Yves Vandecan and Ralf Blossey
Phys. Rev. E 85, 061920 – Published 22 June 2012

Abstract

Chromatin remodeling plays a crucial role in the activation or repression of transcription of eukaryotic genes. The chromatin remodeler ACF acts as a dimeric, processive motor to evenly space nucleosomes, favoring repression of gene transcription. Single-molecule experiments have established that ACF moves the nucleosome more efficiently towards the longer flanking DNA than towards the shorter flanking DNA, thereby centering an initially ill-positioned nucleosome on DNA substrates.
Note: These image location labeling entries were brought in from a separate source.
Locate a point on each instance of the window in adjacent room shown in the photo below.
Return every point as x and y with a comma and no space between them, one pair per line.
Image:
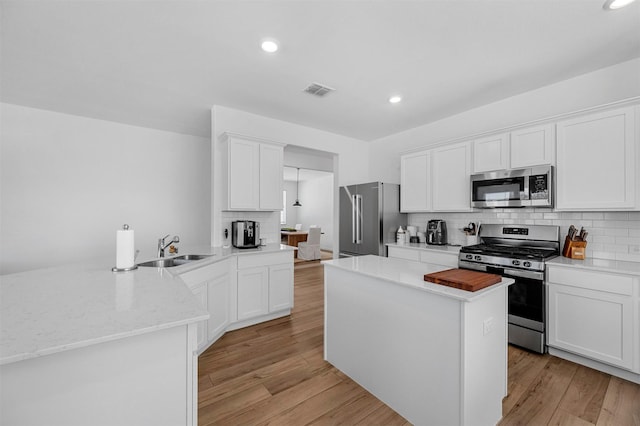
283,213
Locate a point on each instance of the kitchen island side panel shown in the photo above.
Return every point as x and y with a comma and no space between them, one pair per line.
402,345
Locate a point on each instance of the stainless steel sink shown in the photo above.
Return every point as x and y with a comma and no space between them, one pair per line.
161,263
192,257
174,261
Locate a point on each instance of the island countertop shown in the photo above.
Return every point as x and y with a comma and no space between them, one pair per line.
410,274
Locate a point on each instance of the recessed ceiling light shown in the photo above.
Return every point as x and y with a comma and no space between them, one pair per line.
616,4
269,46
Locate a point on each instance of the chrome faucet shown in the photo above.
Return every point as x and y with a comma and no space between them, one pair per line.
162,245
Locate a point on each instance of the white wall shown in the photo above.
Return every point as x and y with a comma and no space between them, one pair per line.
68,182
589,90
292,212
352,160
317,208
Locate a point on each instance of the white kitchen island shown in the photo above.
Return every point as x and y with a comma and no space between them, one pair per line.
81,345
435,354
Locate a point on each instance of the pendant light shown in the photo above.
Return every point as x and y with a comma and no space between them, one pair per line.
297,203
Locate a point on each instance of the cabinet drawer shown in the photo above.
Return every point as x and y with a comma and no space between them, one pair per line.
205,273
401,253
264,259
446,259
600,281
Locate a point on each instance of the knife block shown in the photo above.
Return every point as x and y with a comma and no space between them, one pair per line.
574,249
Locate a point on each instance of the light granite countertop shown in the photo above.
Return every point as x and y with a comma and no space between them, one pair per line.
603,265
426,247
51,310
408,273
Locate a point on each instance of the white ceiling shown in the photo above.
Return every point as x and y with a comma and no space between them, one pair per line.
163,64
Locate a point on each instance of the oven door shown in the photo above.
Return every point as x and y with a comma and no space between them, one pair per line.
526,305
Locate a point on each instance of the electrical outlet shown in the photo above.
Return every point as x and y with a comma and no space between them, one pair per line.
487,326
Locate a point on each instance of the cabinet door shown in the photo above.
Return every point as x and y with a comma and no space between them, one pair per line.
243,174
271,169
253,292
533,146
200,291
414,181
491,153
280,287
218,300
591,323
402,253
596,161
451,171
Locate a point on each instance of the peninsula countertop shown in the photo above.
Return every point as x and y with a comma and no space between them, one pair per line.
51,310
410,274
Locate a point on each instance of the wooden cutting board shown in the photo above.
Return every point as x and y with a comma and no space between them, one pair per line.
463,279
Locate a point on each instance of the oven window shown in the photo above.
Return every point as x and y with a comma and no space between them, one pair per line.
526,299
498,189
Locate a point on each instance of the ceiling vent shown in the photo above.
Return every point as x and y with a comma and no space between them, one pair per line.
318,89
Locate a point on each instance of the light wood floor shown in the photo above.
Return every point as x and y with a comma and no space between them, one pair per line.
274,374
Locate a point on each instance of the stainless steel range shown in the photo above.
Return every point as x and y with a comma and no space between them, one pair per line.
518,252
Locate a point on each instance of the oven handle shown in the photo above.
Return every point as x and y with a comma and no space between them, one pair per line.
535,275
518,273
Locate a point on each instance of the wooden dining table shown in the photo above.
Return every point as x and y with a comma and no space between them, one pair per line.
292,238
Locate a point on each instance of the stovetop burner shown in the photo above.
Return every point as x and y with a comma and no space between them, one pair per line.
512,252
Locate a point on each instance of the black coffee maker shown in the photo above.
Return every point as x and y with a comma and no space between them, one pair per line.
437,232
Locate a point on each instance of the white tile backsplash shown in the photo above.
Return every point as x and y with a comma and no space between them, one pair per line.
612,235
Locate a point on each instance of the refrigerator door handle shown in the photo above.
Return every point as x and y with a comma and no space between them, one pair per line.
353,219
358,213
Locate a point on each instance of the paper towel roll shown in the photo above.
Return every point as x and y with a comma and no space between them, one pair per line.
125,250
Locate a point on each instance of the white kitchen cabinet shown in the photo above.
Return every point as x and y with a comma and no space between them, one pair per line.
451,165
591,314
491,153
597,161
253,292
415,178
264,287
253,171
211,284
448,258
200,291
532,146
280,287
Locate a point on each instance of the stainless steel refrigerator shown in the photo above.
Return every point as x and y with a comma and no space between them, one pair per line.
369,218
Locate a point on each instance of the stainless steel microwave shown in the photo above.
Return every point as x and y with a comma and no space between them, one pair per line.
530,187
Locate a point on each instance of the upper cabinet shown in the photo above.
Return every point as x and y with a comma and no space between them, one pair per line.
533,146
451,165
415,178
597,161
436,179
530,146
253,169
491,153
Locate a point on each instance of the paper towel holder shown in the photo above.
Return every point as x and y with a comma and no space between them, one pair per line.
132,268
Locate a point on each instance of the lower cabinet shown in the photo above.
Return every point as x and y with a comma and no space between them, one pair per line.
265,284
591,314
211,284
433,256
241,291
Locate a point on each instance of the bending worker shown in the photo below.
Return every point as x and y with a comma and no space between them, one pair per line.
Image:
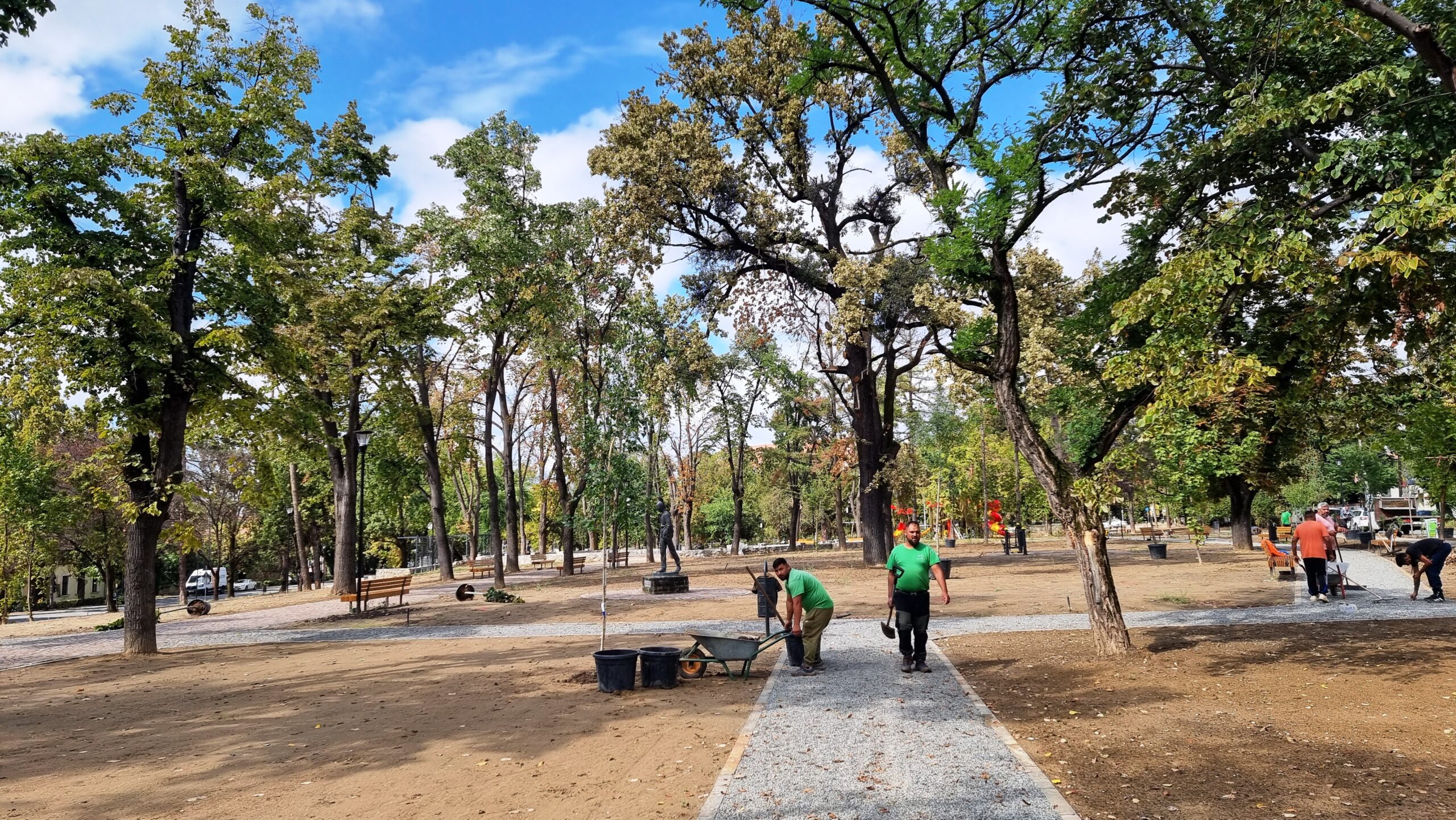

In this paper we present a one-motor model with nucleosomal repositioning rates dependent on the DNA flanking length. The corresponding master equation is solved analytically with experimentally relevant parameter values. The velocity profile and the effective diffusion constant for nucleosome sliding, computed from the probability distributions, are in accordance with available experimental data. In order to address the observed kinetic pauses in experimental Förster Resonance Energy Transfer profiles, we extend the master equation to account for transitions between explicit motor states, i.e., adenosine triphosphate (ATP) loading and ATP hydrolysis in both ACF motors. The results of this extended two-motor model are compared to the previous effective one-motor model and allow insights into the role of the synchronization of the two motors acting on the nucleosome.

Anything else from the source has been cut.